OK, so what does that mean here? It means that if you were to walk off the right side of the board, you'd appear on the left side at the corresponding position, and vice-versa. Likewise if you walked off the top of the board, you'd appear on the bottom. This means every cell has 8 neighbors now. Consider cell (0,0). It has the 3 obvious neighbors in the directions E, SE and S. If we want to find the N neighbor, we have to wrap around the top of the board, bringing us to (0, h-1). Similarly, the NE neighbor would be (1, h-1). The NW neighbor would be (w-1, h-1), and so on. One reason this is so handy is that if you use the mod operator appropriately, you don't need any special cases to handle edges or corners.

Alright, so what did this have to do with donuts? Well, since the top of the board is now effectively connected to the bottom of the board, you could imagine the board as a flexible square of rubber, and this connection could be represented by gluing the top edge to the bottom edge. Now we've created a rubber tube. But the left and right edges are also connected. If we bend our tube and glue these edges together, we've created a torus. Mmmm... donuts.

Implement a Design Start by implementing the basic algorithm we discussed above. Create the functions described above, and test each function after you've created it to make sure it works properly. Declare two class constants HEIGHT and WIDTH representing the size of your board, and hard-code a starting configuration so you can tell whether your simulation does what it is supposed to.

Once you've got these basic pieces working and can simulate a single step of Life and display the results to the terminal, add the following features.

Iterate: Declare a class constant called ROUNDS and run your simulation for that many iterations.

Pictures: To create an animated visualization of life, we'll be using the original module. In particular, you'll want to make use of the functions

   pic = picture.Picture((w,h))	    # create a w-by-h pixel picture object
   pic.setFillColor((r,g,b))	    # set shape fill color to (r,g,b)
   pic.setOutlineColor((r,g,b))	    # set shape border color to (r,g,b)
   pic.getWidth()                   # return the picture width in pixels
   pic.getHeight()                  # return the picture height in pixels
   pic.drawRectFill(x,y,w,h)        # draw a w-by-h rectangle with upper-left corner at (x,y)
   pic.display()                    # display any updates in the picture to the screen

This would be enough to get things up and running, but if you repeatedly drew the board using drawRectFill, you'd notice that your program would start to slow down considerably within a few seconds. The problem is that when you call the drawRectFill function, your picture object actually creates its own object -- a rectangle object -- that is drawn on the canvas every time the picture gets redisplayed. If, on every iteration of the simulation, you add a whole board's worth of rectangles, this becomes increasingly inefficient.

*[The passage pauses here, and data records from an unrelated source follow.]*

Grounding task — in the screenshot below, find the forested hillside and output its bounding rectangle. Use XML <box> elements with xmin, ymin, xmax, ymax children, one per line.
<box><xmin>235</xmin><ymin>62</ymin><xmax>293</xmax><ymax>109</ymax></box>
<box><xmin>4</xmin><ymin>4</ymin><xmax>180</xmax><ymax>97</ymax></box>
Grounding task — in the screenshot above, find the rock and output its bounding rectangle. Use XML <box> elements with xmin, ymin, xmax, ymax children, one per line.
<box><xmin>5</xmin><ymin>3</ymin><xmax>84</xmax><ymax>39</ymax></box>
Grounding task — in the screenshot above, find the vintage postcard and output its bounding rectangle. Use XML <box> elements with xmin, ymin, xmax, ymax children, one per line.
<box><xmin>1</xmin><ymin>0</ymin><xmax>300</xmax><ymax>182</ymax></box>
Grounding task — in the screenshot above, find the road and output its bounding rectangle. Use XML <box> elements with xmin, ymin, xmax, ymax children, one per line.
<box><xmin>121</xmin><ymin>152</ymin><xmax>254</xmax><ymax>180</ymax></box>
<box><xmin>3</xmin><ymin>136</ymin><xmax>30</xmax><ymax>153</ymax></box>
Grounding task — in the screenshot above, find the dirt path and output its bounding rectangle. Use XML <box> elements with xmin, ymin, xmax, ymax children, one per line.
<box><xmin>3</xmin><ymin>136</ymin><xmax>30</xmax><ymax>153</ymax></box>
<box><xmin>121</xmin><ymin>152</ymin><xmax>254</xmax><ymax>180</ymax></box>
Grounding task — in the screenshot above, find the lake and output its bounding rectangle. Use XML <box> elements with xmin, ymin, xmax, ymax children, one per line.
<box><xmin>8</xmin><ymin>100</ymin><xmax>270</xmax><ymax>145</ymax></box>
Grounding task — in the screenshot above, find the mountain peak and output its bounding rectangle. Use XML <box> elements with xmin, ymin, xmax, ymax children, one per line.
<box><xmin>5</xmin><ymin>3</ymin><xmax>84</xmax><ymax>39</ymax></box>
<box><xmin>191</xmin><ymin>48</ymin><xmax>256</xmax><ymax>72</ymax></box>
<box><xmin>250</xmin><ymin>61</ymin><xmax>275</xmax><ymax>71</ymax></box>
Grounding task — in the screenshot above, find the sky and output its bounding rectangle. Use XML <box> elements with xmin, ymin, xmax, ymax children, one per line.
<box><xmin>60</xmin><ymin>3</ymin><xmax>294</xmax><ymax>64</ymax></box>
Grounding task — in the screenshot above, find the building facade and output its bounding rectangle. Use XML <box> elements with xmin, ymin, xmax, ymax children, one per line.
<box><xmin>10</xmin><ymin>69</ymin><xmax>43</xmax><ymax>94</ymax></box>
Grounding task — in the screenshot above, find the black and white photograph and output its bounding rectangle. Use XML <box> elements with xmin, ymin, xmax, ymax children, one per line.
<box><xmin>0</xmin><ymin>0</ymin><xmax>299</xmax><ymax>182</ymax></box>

To get around this problem, you'll make use of a function available to all the shapes you can create in the picture module.

   s.changeFillColor((r,g,b))       # changes the fill color of shape s

Of course, to call this function, you'll need to have a handle on the shape s. Luckily, when you call drawRectFill in the picture module, this actually returns a pointer to the shape object created by that call. So the plan is to make another two-dimensional array containing pointers to all the rectangles used in the board.

First, make a two dimensional array called tiles with one entry for each tile on the board. For simplicity, reuse your function that make a board of zeros, and we'll replace them with actual tiles next.

Second, for each tile on the board, use drawRectFill to draw a black (for now) square in the appropriate position on the board. Assign the result of that function call to the corresponding position of tiles.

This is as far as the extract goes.